Official statistics say that among the 23,000 people arriving on the islands there are hardly any asylum seekers, but the reality is different: difficulties in accessing the procedure leave them off the radar
The number of asylum applications filed in the Canary Islands in 2020 poses an apparent mystery. That year, in which 23,000 Africans arrived in the archipelago by boat, only 3,984 applications for international protection were formalized. The data by nationality has not been published, so common sense can lead those who ask where those people who have requested asylum on the islands come from to respond hastily.
– From Mali, right? Judith Sunderland, deputy director of Human Rights Watch, who was in Gran Canaria in November taking note of the violations of migrants’ rights, groped.

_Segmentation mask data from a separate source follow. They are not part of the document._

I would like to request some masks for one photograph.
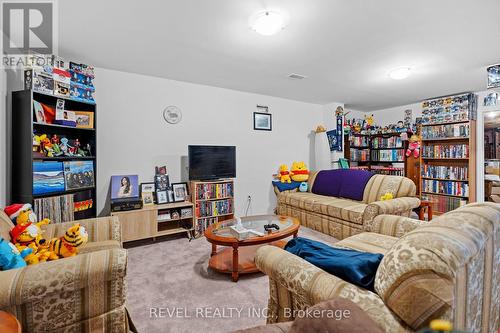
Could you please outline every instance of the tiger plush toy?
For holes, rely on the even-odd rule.
[[[88,234],[85,227],[76,223],[66,231],[64,236],[50,241],[49,251],[63,258],[74,257],[78,254],[78,248],[86,244],[87,240]]]

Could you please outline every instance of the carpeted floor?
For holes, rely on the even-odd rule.
[[[301,227],[299,236],[335,239]],[[173,238],[128,249],[128,309],[141,333],[224,333],[265,323],[268,279],[208,269],[210,244]],[[264,312],[265,313],[265,312]]]

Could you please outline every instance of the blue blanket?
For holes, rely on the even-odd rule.
[[[295,190],[299,188],[300,182],[282,183],[279,180],[273,181],[273,186],[276,186],[280,192]]]
[[[375,273],[384,257],[381,254],[333,248],[302,237],[290,240],[285,250],[344,281],[372,291]]]

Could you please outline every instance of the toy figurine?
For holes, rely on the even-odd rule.
[[[291,183],[290,171],[288,171],[288,166],[286,164],[281,164],[279,169],[279,174],[277,177],[281,183]]]
[[[59,140],[59,137],[57,134],[52,135],[52,138],[50,138],[50,143],[52,144],[52,155],[54,156],[61,156],[63,152],[61,151],[61,148],[59,147],[59,144],[61,141]]]
[[[61,138],[61,144],[59,145],[59,147],[61,148],[61,151],[65,156],[72,156],[68,141],[69,140],[67,138]]]
[[[410,137],[410,143],[406,149],[406,157],[410,157],[412,154],[415,158],[420,156],[420,138],[416,134]]]

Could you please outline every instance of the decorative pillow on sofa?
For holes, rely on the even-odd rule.
[[[374,290],[381,254],[339,249],[307,238],[291,239],[285,250],[359,287]]]
[[[365,186],[372,176],[373,173],[366,170],[322,170],[316,175],[311,192],[362,201]]]

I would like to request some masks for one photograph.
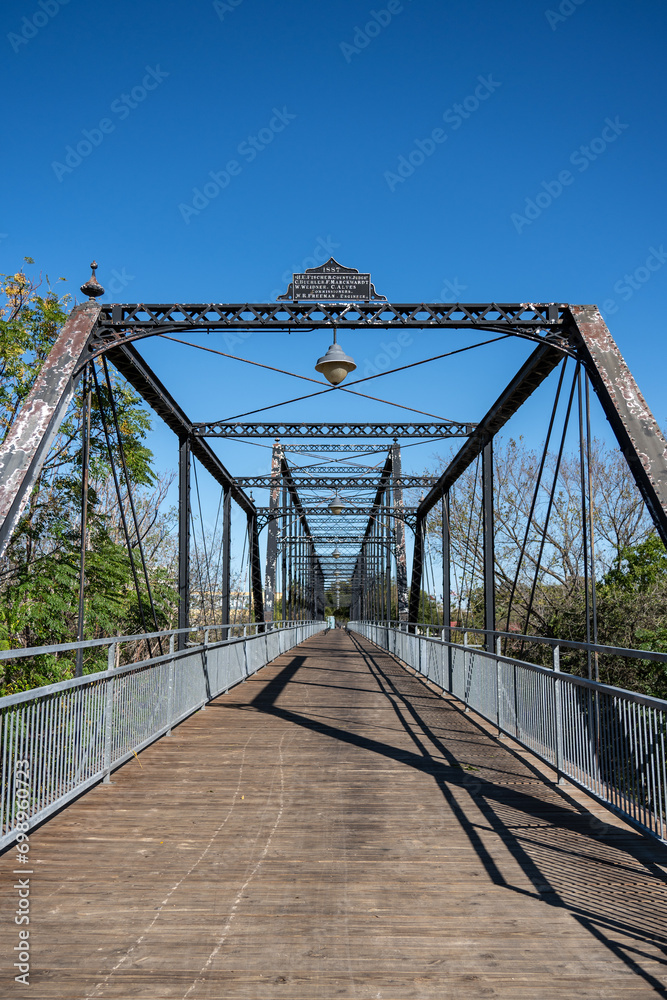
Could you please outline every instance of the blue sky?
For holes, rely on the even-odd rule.
[[[326,250],[394,302],[594,302],[664,425],[666,28],[663,0],[26,0],[0,40],[0,269],[30,255],[76,293],[95,257],[107,301],[261,302]],[[193,339],[309,376],[329,343]],[[472,341],[341,342],[363,373]],[[367,391],[477,420],[529,350],[497,345]],[[164,341],[142,351],[193,419],[305,385]],[[410,418],[324,399],[266,418]],[[545,419],[536,398],[512,432],[537,445]],[[170,434],[152,443],[173,468]],[[412,448],[406,465],[433,452]],[[268,451],[220,454],[239,474],[268,469]]]

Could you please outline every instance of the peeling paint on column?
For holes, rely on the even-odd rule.
[[[667,545],[667,441],[597,306],[570,306],[570,312],[578,354]]]
[[[0,449],[0,555],[28,502],[67,407],[100,306],[75,306]]]

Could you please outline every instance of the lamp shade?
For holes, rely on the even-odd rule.
[[[337,493],[334,495],[331,503],[329,504],[329,510],[332,514],[340,514],[343,510],[343,501]]]
[[[331,344],[329,350],[321,358],[317,359],[315,371],[324,375],[332,385],[339,385],[349,372],[353,372],[357,366],[352,358],[343,351],[340,344]]]

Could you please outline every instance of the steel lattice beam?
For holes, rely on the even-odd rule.
[[[100,347],[159,333],[199,330],[370,328],[479,329],[543,339],[558,332],[567,306],[558,303],[244,302],[102,306]]]
[[[422,486],[433,486],[437,481],[437,476],[401,476],[395,485],[403,489],[419,489]],[[236,482],[245,489],[271,489],[275,486],[271,476],[238,476]],[[373,477],[293,476],[292,482],[301,490],[377,490],[380,485],[377,472]]]
[[[474,424],[469,424],[474,427]],[[386,451],[385,444],[284,444],[283,451],[291,451],[295,455],[324,454],[331,452],[337,454],[345,452],[350,455],[383,455]]]
[[[197,437],[238,438],[452,438],[469,437],[475,424],[447,420],[442,423],[368,423],[368,424],[325,424],[310,422],[295,423],[226,423],[224,420],[210,420],[193,425]]]

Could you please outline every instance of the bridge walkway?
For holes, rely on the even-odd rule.
[[[638,1000],[667,982],[667,852],[341,630],[30,847],[31,1000]]]

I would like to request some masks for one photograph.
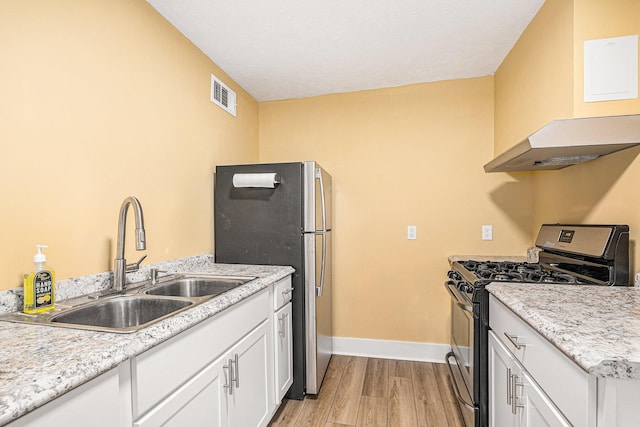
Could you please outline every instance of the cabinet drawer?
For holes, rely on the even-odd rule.
[[[284,279],[273,285],[273,310],[277,310],[289,301],[291,301],[291,293],[293,287],[291,286],[291,276],[287,276]]]
[[[271,316],[265,289],[140,354],[132,363],[134,418],[200,372]]]
[[[594,425],[596,408],[589,402],[596,399],[596,378],[582,370],[493,295],[489,300],[489,319],[491,329],[501,342],[569,421],[577,426]]]

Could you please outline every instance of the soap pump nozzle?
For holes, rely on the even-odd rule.
[[[47,246],[47,245],[36,245],[36,248],[38,249],[38,253],[36,253],[33,256],[33,262],[38,265],[38,269],[41,269],[42,268],[42,264],[44,264],[45,261],[47,261],[47,256],[42,253],[42,249],[48,248],[48,247],[49,246]]]

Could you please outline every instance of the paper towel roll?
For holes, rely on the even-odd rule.
[[[275,188],[279,183],[275,173],[234,173],[234,187]]]

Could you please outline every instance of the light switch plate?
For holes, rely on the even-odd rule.
[[[416,240],[418,238],[415,225],[407,226],[407,240]]]

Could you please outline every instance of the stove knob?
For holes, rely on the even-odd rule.
[[[449,270],[449,272],[447,273],[447,276],[449,276],[449,279],[453,279],[453,280],[462,279],[460,274],[457,271],[453,271],[453,270]]]

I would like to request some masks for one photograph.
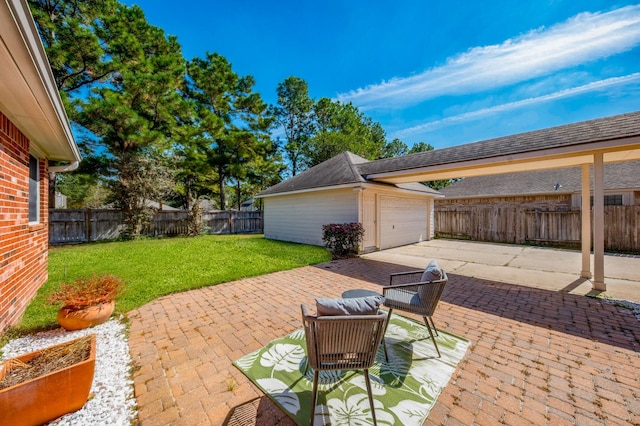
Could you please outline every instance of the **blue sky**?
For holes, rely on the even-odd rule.
[[[224,55],[276,102],[288,76],[389,140],[438,148],[640,110],[640,4],[207,0],[138,4],[185,58]]]

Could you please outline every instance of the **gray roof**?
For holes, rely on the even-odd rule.
[[[369,164],[369,160],[346,151],[265,189],[259,193],[257,197],[315,188],[327,188],[336,185],[367,183],[369,181],[362,176],[360,170],[365,164]],[[376,184],[440,195],[438,191],[421,183],[390,185],[376,182]]]
[[[593,177],[593,173],[592,173]],[[561,186],[555,188],[556,184]],[[640,188],[640,161],[606,163],[605,189]],[[582,189],[581,167],[464,178],[440,190],[447,198],[567,194]]]
[[[361,165],[360,172],[366,176],[632,136],[640,136],[640,111],[488,139],[451,148],[385,158]]]
[[[262,191],[257,196],[365,183],[369,182],[367,180],[369,175],[378,173],[489,159],[634,136],[640,136],[640,111],[376,161],[368,161],[353,153],[344,152]],[[440,194],[421,184],[395,186]],[[426,191],[423,188],[426,188]]]

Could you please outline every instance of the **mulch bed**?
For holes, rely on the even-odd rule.
[[[0,365],[0,390],[85,361],[90,352],[91,336],[85,336],[42,349],[26,363],[16,358],[8,359]]]

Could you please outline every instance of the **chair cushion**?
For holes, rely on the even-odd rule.
[[[420,282],[425,281],[436,281],[442,279],[442,269],[438,265],[438,262],[432,260],[429,262],[424,272],[422,273],[422,277],[420,278]]]
[[[384,298],[382,296],[354,297],[350,299],[316,299],[318,316],[327,315],[375,315]]]
[[[388,288],[384,293],[384,305],[392,309],[401,309],[408,312],[422,313],[422,301],[418,293],[402,289]]]

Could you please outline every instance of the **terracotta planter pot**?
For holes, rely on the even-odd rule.
[[[65,330],[82,330],[108,320],[114,308],[114,301],[79,310],[61,308],[58,311],[58,324]]]
[[[39,354],[36,351],[12,359],[28,362]],[[95,364],[96,335],[92,334],[88,359],[0,390],[0,424],[41,425],[79,410],[87,402]]]

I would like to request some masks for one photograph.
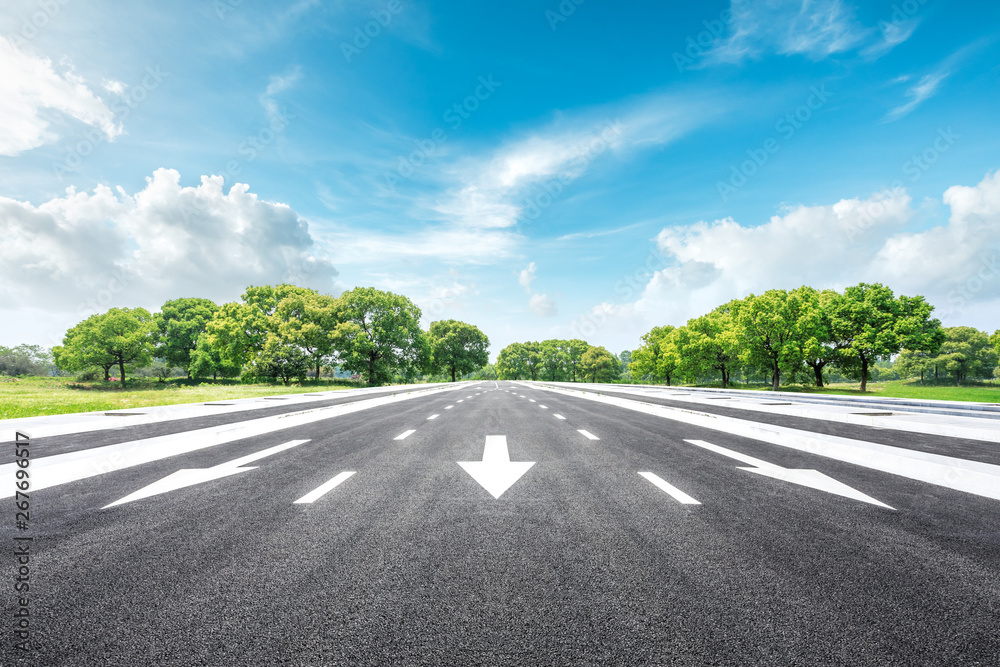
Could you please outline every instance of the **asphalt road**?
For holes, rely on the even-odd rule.
[[[3,665],[1000,665],[1000,500],[510,382],[42,489],[29,531],[4,503]]]

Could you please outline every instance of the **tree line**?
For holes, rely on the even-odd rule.
[[[489,339],[457,320],[420,327],[405,296],[358,287],[339,297],[296,285],[250,286],[238,302],[167,301],[160,312],[111,308],[91,315],[52,350],[65,371],[100,369],[110,379],[155,357],[192,377],[241,377],[290,384],[324,366],[363,376],[369,385],[395,377],[447,373],[451,380],[489,362]]]
[[[866,391],[875,363],[895,355],[903,372],[940,366],[961,380],[973,368],[992,371],[1000,332],[991,346],[983,332],[943,328],[931,317],[933,310],[922,296],[897,296],[878,283],[843,292],[806,286],[768,290],[730,301],[683,326],[654,327],[632,352],[629,368],[636,378],[667,384],[715,375],[723,387],[738,371],[763,374],[775,391],[782,377],[811,376],[822,387],[824,370],[831,368],[860,379]],[[979,354],[975,363],[965,361],[972,348]]]
[[[511,343],[500,350],[496,362],[501,380],[611,382],[621,370],[618,357],[579,339]]]

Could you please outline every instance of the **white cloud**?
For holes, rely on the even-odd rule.
[[[840,0],[733,0],[730,34],[708,52],[709,62],[738,63],[765,52],[819,60],[849,51],[871,33]]]
[[[882,119],[882,122],[891,123],[894,120],[899,120],[916,109],[921,102],[933,97],[937,92],[938,86],[948,77],[948,74],[949,72],[938,72],[922,77],[915,86],[906,91],[906,96],[912,99],[906,104],[902,104],[889,111]]]
[[[0,69],[0,155],[15,156],[56,141],[47,110],[97,128],[109,140],[122,133],[111,109],[71,68],[57,73],[48,58],[0,37]]]
[[[832,205],[795,206],[750,226],[731,218],[667,227],[657,237],[662,257],[622,283],[625,303],[602,303],[578,318],[571,333],[615,338],[683,324],[730,299],[768,289],[843,289],[881,282],[921,294],[945,324],[993,331],[1000,326],[1000,172],[943,197],[947,224],[906,231],[915,209],[903,190]],[[640,267],[644,268],[644,267]]]
[[[299,79],[302,78],[302,68],[293,67],[287,74],[274,75],[268,79],[267,87],[264,89],[263,94],[260,96],[260,103],[267,112],[267,117],[271,120],[281,120],[282,123],[285,122],[284,115],[278,108],[278,103],[275,101],[274,96],[278,93],[284,92],[294,86]]]
[[[538,317],[551,317],[556,314],[556,302],[548,294],[534,294],[528,300],[528,308]]]
[[[895,10],[900,11],[900,10]],[[893,17],[892,21],[882,21],[879,29],[882,32],[881,41],[877,41],[861,50],[861,55],[870,60],[877,60],[894,48],[905,42],[913,35],[913,31],[920,25],[920,19],[911,18],[899,20]]]
[[[733,104],[711,95],[657,94],[560,117],[490,154],[450,165],[442,174],[444,199],[422,206],[463,227],[513,227],[537,218],[610,156],[668,144]]]
[[[517,275],[517,284],[525,289],[525,291],[531,291],[531,283],[535,281],[535,263],[532,262],[528,266],[521,269],[521,272]]]
[[[93,311],[228,300],[251,284],[335,288],[336,270],[312,254],[309,226],[288,206],[239,183],[223,192],[220,176],[181,187],[159,169],[146,180],[134,195],[101,185],[39,206],[0,197],[0,300]]]

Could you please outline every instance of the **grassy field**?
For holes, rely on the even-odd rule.
[[[116,382],[77,382],[73,378],[0,378],[0,419],[301,394],[358,386],[347,380],[308,380],[285,387],[238,382],[199,384],[183,378],[167,382],[129,380],[125,391],[117,385]]]
[[[719,385],[713,385],[719,386]],[[732,385],[733,389],[769,391],[770,385]],[[921,385],[919,380],[895,380],[893,382],[869,382],[868,391],[861,393],[856,382],[828,384],[825,387],[804,387],[789,385],[781,391],[803,394],[838,394],[845,396],[876,396],[883,398],[916,398],[937,401],[970,401],[976,403],[1000,403],[1000,385],[975,384],[962,387],[943,384]]]

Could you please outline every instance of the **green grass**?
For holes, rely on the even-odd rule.
[[[712,387],[720,387],[714,384]],[[733,384],[732,389],[769,391],[771,385]],[[961,387],[947,384],[920,384],[919,380],[894,380],[892,382],[869,382],[868,391],[861,393],[857,382],[838,382],[825,387],[810,387],[800,384],[781,387],[781,391],[802,394],[835,394],[842,396],[874,396],[883,398],[915,398],[938,401],[969,401],[974,403],[1000,403],[1000,385],[969,384]]]
[[[349,380],[307,380],[286,387],[281,384],[217,384],[173,378],[166,382],[136,378],[124,391],[117,382],[77,382],[73,378],[0,378],[0,419],[144,408],[154,405],[203,403],[234,398],[349,389]]]

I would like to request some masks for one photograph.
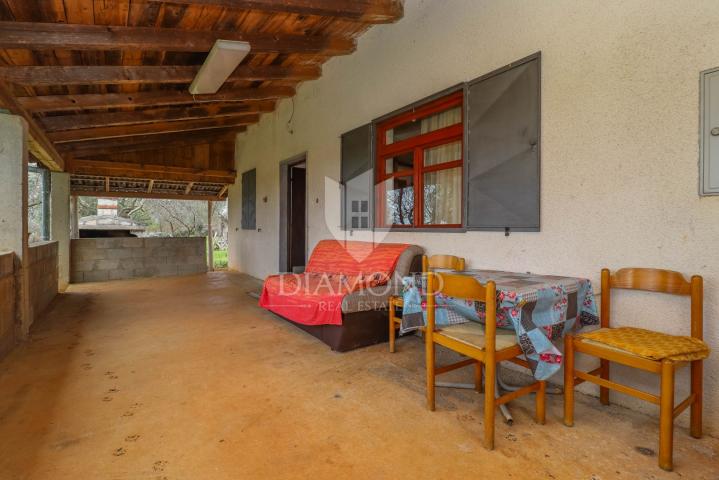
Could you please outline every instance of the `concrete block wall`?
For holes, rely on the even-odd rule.
[[[15,344],[15,254],[0,253],[0,358]]]
[[[73,239],[70,282],[204,273],[206,245],[205,237]]]
[[[36,321],[58,293],[58,243],[35,243],[28,248],[30,318]]]

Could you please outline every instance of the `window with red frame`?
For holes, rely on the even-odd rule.
[[[462,92],[377,125],[376,226],[462,226]]]

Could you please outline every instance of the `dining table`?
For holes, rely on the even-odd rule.
[[[562,353],[556,343],[579,328],[599,324],[592,283],[586,278],[482,269],[437,272],[467,275],[483,285],[489,281],[496,284],[497,328],[514,330],[537,380],[546,380],[559,371]],[[406,333],[426,324],[426,276],[404,277],[402,283],[400,333]],[[438,293],[435,305],[436,328],[484,323],[484,302]]]

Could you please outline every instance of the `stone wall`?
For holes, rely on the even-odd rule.
[[[35,243],[28,248],[30,318],[38,319],[58,292],[58,243]]]
[[[73,239],[70,282],[204,273],[206,245],[205,237]]]
[[[15,344],[15,254],[0,253],[0,357]]]

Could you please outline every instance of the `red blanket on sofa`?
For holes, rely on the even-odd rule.
[[[408,246],[322,240],[305,273],[265,279],[260,306],[304,325],[342,325],[344,296],[387,283]]]

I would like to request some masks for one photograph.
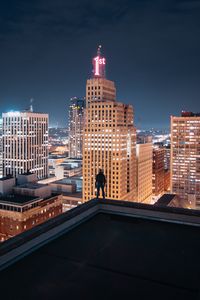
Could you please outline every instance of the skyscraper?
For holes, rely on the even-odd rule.
[[[100,47],[93,59],[93,76],[86,84],[83,139],[83,199],[94,198],[99,169],[107,179],[106,197],[134,201],[136,133],[133,108],[116,101],[113,81],[105,77],[106,59]]]
[[[152,142],[136,145],[137,182],[136,201],[150,203],[152,198]]]
[[[48,115],[31,111],[3,113],[3,175],[48,176]]]
[[[69,157],[82,158],[85,99],[73,97],[69,107]]]
[[[171,192],[200,208],[200,114],[171,117]]]
[[[162,195],[164,193],[164,154],[165,149],[163,147],[153,147],[153,194],[154,196]]]
[[[3,176],[3,138],[2,138],[2,123],[0,119],[0,178]]]

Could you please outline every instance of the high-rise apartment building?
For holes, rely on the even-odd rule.
[[[171,192],[200,207],[200,114],[171,117]]]
[[[3,177],[3,138],[2,138],[2,124],[3,120],[0,119],[0,178]]]
[[[137,143],[136,201],[150,203],[152,198],[152,143]]]
[[[82,158],[85,99],[73,97],[69,107],[69,157]]]
[[[153,194],[159,196],[164,193],[164,176],[165,176],[165,165],[164,165],[165,149],[163,147],[153,147]]]
[[[3,175],[48,176],[48,115],[31,111],[3,113]]]
[[[116,101],[113,81],[105,77],[106,60],[100,48],[93,59],[93,76],[86,84],[83,139],[83,199],[96,197],[99,169],[106,176],[106,197],[134,201],[136,132],[133,108]]]

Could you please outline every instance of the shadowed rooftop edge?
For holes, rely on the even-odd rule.
[[[16,289],[21,299],[27,293],[29,299],[197,299],[199,216],[91,200],[0,246],[2,293],[7,299]]]

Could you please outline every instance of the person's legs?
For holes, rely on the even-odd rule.
[[[100,185],[97,183],[97,199],[99,198],[99,192],[100,192]]]
[[[102,190],[103,199],[105,199],[104,184],[101,185],[101,190]]]

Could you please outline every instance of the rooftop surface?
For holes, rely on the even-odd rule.
[[[63,185],[71,185],[72,181],[76,181],[76,180],[82,180],[80,177],[67,177],[67,178],[63,178],[63,179],[59,179],[59,180],[55,180],[51,183],[53,184],[63,184]]]
[[[41,189],[44,187],[48,187],[48,184],[41,184],[41,183],[37,183],[37,182],[27,182],[27,183],[23,183],[20,185],[17,185],[16,188],[23,188],[23,189],[31,189],[31,190],[37,190],[37,189]]]
[[[69,197],[74,197],[74,198],[77,198],[77,200],[82,200],[83,198],[83,194],[82,192],[74,192],[74,193],[70,193],[70,192],[62,192],[62,195],[63,196],[69,196]]]
[[[10,204],[25,204],[27,202],[37,200],[36,196],[28,196],[28,195],[19,195],[19,194],[11,194],[11,195],[2,195],[0,196],[0,202],[10,203]]]
[[[167,206],[176,197],[175,194],[164,194],[154,204],[155,206]]]
[[[44,227],[99,205],[76,227],[1,271],[1,295],[30,300],[199,299],[198,213],[197,222],[187,224],[183,219],[192,219],[184,210],[176,218],[176,209],[168,208],[167,217],[164,209],[148,211],[147,205],[93,201]],[[31,234],[41,234],[41,226]],[[28,233],[23,237],[27,240]]]
[[[5,180],[8,180],[8,179],[13,179],[13,177],[12,176],[0,177],[0,181],[5,181]]]

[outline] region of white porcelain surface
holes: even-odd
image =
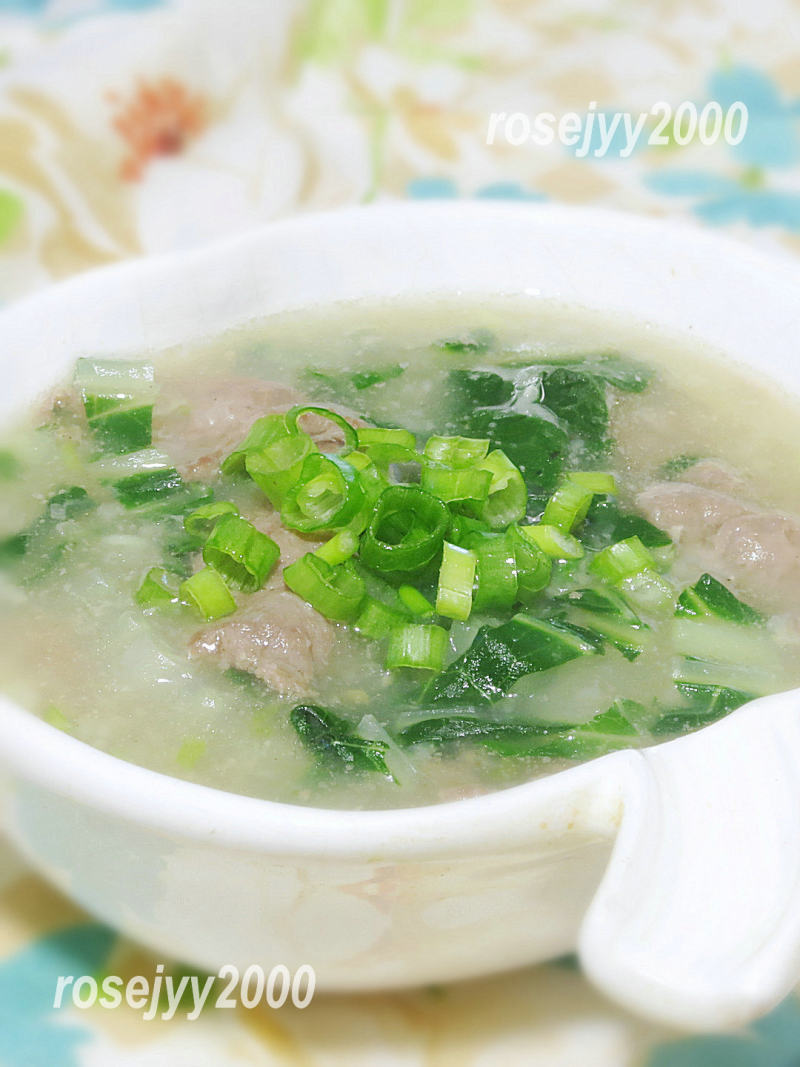
[[[729,241],[540,205],[307,216],[47,290],[0,315],[0,418],[76,356],[141,354],[289,308],[415,293],[563,300],[690,331],[800,393],[800,275]],[[666,1022],[743,1022],[800,978],[800,694],[487,797],[332,812],[179,782],[0,701],[5,825],[81,904],[211,969],[320,987],[477,975],[579,948]]]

The answer is no. Although the islands have served as a safe haven for more than 4,000 Malians and hundreds of other migrants fleeing countries in conflict, cutting, forced marriages, political persecution or ethnic violence, more than 90% of the requests presented in the Canary Islands are from Latin Americans who arrived by plane. In the detailed statistics by nationality, provided by the Ministry of the Interior to EL PAÍS, Africans must be searched with a magnifying glass. They are only 8.6% of the total. The most numerous are Malians, who barely add 189 applications. Although Malian nationals also migrate for economic reasons, they are one of the clearest profiles of potential refugees because they come from a country where conflicts and terrorism have spread to more and more areas since 2012.
https://www.youtube.com/watch?v=dv2lPuuXk6I
In Spain, 88,762 applications were submitted in 2020. More than 80% come from Latin American countries
Are there no refugees in the boats that have arrived in the Canary Islands? Yes there are and they are not as few as is believed, but the difficulties in requesting protection leave them out of the statistics, half a dozen specialists consulted coincide. They are invisible for Madrid and Brussels. “Access to the asylum procedure in the Canary Islands, as in other parts of Spain, poses many challenges. The islands have not counted on the reinforcement of the specific capacities on asylum that is needed and more resources are needed ”, warns the spokesperson for Acnur in Spain, María Jesús Vega.
The shortcomings of the system are identified as soon as you disembark. The first people who must advise migrants about their rights are public defenders, but legal aid has become non-existent in the months with the greatest influx of boats. In the Gran Canaria dock in Arguineguín, where more than 2,600 people were crowded, the lawyers themselves acknowledged that only a few saw their clients in person and that the majority were limited to signing the return orders at the police station and collecting the service. In Tenerife, lawyers who insisted on providing individual and quality assistance found that to serve almost 200 people they only had one interpreter.